For anyone in the military to dismiss the value of this breakthrough analysis is as stupid as the Army Air Corps officers who court-martialed Billy Mitchell for his assertions that air power would become essential in warfare. It is as dumb as the Secretary of the Army who referred in his 1933 annual report to "the tried and proven horse."
It is impossible to tell from this Time magazine story whether the three writers had a clue of what Able Danger did, and how it did it. It is clear that they were predisposed to reject this as an important story.
Now, as to your question on whether there will be a no-holds-barred congressional hearing on this subject, that depends in part on how effectively we in the blogosphere can force the issue into the MSM. Think Rather. Think Jordan. Think Gorelick and Berger under oath and under the TV lights.
Congressman Billybob
1) Following the Waco debacle, Clinton was unnerved about revelations detailing coordination between US military (under Wesley Clark's command?) and domestic Ops. Thus he ordered Gorelick (a Hillary hire) to create the intelligence "wall".
2) Even prior to Waco, Clinton ordered Gorelick to create the intelligence "wall" in order to obfuscate potential investigation into his "Chinagate" dealings.

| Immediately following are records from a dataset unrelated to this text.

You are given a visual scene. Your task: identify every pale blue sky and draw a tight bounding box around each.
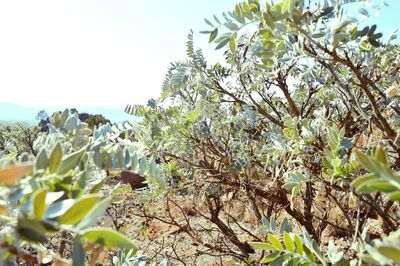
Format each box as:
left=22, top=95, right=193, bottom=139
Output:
left=0, top=0, right=400, bottom=110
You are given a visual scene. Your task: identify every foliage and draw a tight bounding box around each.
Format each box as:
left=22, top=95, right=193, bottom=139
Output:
left=0, top=123, right=39, bottom=156
left=126, top=0, right=400, bottom=265
left=0, top=110, right=159, bottom=265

It sure seems as though the 9-11 Commission had been manipulated so as to steer far clear of "the wall" -- which is probably the most significant root cause of our lack of successfully preventing the 9-11 attack. Therefore, the Democrats installed Gorelick on the committee and Berger purged national archive files as necessary to hide their culpability. Given the the public already perceives the democrats as weak on national security, such a revelation would practically cripple them (especially had it been revealed during the 2004 election year.
Do you think either of these theories is likely?
PS: I got a laugh from ex-SOD Cohen's interview on the Sunday talk circuit today, where he ended up pleading the "Sergeant Shultz" defense to Able Danger and their findings. A man of his stature should have done much better than "I don't recall...".